Und Welpenschutz kann es für neue Entwickler nicht geben. Zumindest dann nicht wenn man einen Vollpreis Open World Titel bewirbt. Die Erwartungshaltung hat man sich dementsprechend selbst gesetzt.

Welpenschutz vielleicht nicht, aber einer Gamestar / Gamepro sollte ihre Reichweite bewusst sein und so ein „Test“ kann den Marktstart u.U. ruinieren. Da nützen tolle Ansätze und motivierte Entwicklerteams nicht viel. Ein Witcher 1 war zu Release auch kein gutes Spiel und CDPR hat mit Herzblut und Durchhaltevermögen eine der besten Spieleserien der letzten 15 Jahre geschaffen. 

Daher auch meine Kritik an der OpenWorld Entscheidung. Egal ob von den Entwicklern oder aufdiktiert  von THQ. Hier wäre eine kleinere, weniger offene Welt vielleicht die bessere gewesen.

Copy and Paste ist nämlich in der Tat ein Problem. Beispiel: Vor vielen der Stützpunkte finden sich Schützengräben.
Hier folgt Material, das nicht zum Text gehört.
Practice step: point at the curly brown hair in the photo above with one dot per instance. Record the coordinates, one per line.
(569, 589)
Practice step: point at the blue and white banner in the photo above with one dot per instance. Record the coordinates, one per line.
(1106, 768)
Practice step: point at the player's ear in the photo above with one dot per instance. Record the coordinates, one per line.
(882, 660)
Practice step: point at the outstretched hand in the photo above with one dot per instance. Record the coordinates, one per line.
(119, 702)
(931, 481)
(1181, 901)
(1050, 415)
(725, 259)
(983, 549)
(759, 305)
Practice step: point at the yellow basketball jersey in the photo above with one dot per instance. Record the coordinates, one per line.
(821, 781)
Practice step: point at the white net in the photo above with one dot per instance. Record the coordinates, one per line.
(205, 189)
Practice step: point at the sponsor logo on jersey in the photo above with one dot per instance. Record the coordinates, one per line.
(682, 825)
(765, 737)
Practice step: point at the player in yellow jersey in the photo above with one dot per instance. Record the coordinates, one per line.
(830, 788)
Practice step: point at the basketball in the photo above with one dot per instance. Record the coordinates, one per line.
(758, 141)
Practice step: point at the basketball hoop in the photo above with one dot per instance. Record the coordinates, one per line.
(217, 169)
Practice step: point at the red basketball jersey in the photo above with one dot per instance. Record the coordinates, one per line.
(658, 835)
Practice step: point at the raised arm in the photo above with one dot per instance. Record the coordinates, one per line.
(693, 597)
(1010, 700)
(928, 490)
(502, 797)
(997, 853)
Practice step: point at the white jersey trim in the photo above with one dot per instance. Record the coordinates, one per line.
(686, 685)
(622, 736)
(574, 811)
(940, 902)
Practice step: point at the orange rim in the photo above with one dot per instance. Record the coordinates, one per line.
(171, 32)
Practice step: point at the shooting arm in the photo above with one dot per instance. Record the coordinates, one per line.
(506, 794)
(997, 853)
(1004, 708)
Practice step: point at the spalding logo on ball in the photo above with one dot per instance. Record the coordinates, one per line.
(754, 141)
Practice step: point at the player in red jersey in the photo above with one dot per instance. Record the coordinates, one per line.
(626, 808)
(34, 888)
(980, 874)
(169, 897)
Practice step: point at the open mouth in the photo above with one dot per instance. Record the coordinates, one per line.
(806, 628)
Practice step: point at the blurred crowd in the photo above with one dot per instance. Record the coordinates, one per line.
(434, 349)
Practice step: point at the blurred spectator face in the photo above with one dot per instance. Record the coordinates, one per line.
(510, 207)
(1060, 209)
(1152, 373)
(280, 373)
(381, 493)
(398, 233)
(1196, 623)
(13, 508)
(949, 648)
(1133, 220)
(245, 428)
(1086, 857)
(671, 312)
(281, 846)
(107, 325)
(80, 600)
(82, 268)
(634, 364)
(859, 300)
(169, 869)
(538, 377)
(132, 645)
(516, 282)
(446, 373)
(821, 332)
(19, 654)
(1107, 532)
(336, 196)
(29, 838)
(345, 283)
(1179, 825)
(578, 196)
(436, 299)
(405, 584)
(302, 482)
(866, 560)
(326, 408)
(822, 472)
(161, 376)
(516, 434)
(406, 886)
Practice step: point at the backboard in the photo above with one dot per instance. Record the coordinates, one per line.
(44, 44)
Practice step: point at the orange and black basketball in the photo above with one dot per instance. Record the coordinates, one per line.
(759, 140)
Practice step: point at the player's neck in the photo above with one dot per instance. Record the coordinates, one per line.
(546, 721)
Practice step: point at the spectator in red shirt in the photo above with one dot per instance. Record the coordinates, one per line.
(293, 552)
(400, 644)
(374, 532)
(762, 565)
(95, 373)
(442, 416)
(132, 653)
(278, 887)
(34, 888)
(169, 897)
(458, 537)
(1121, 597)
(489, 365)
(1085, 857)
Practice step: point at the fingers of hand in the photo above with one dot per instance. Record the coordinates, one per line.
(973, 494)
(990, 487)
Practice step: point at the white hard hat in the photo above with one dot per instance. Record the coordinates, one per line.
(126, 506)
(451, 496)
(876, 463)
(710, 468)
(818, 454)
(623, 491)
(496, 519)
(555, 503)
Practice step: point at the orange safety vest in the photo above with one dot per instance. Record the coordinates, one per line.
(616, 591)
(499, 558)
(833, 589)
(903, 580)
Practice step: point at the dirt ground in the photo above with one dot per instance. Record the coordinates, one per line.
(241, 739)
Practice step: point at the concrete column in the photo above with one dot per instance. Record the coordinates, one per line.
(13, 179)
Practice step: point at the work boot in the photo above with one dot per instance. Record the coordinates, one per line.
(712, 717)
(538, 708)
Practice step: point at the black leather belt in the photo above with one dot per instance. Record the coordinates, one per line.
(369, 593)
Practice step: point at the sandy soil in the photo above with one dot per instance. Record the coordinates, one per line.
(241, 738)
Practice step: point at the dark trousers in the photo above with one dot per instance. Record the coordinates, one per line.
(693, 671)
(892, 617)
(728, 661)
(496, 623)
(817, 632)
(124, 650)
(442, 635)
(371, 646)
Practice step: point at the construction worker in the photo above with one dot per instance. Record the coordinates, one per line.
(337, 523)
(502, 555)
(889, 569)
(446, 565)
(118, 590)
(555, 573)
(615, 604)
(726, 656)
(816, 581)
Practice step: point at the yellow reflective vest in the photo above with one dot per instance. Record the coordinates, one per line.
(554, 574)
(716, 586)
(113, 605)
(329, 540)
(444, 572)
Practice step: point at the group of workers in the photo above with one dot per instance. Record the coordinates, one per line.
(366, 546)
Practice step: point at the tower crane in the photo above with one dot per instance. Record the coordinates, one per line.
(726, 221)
Diese sind immer gleich! Immer gibt es rechts eine Tür mit Loot! Immer finden sich in den Abzweigungen der Gräben weitere Unterstände mit Loot … immer an der gleichen Position. Das geht garnicht!
Nebenquests habe ich noch nicht viele gemacht, aber diese scheinen tatsächlich überwiegend aus Finde X an Position Y zu bestehen.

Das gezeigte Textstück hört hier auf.